泰坦尼克已处于紧要关头,但还未陷灾难。埃斯梅为保全面子所累,而他对白星公司好名声的渴求所造成的环境氛围,使得任何问题都容易发生。泰坦尼克蹲在水下的冰架上,似乎完全没事;如果报安全为上、以防万一的态度收船回航,也可能发现不过是小问题而已;埃斯梅仓促之间作出决策。而此时第二组带了结构师和木工的损伤调查组尚未有评估报告返回。

今天的IT项目可吸取的教训在于:“故障的解决”中,重要的是在对可供选择的行动方案一一考察时,要在所有的“证据”基础上、考虑相关风险。唯此后,才可开始这最后“从故障中恢复”的环节,即营运团队根据“服务水准协议”SLAs让IT方案重新上线恢复服务。

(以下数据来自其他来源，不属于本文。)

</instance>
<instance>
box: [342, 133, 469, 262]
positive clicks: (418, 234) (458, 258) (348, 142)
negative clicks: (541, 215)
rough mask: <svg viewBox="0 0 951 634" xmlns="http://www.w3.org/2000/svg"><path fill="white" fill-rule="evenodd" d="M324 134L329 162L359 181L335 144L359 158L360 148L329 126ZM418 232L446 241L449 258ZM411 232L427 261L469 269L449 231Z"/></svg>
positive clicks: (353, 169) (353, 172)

在泰坦尼克上,作为故障解决的一环,并未对所有的可选行动方案进行充分考虑。埃斯梅做出了错误的决策,让船继续前进,并电告引擎室“以最低速度前进”来完成“从故障中恢复”的环节。工程师时候证实,船以伴有碾摩杂音的3节速度继续前进。

结论

今天,许多IT项目在营运阶段大打折扣,是因为项目计划的某种不充分:即没有以MTTR时间为基础来计划“故障解决流程”。这样(计划充分的)流程,在帮助营运团队迅速恢复服务并保持一定的服务水准方面都至关重要。这种(计划充分的)流程,也应通过系列检查来实施各部门之间的相互制衡,以将在压力状态下犯错的可能性降到最低。这种(计划充分的)流程,还要析构出“角色与职责”结构,以保证让正确的职员作正确的决策。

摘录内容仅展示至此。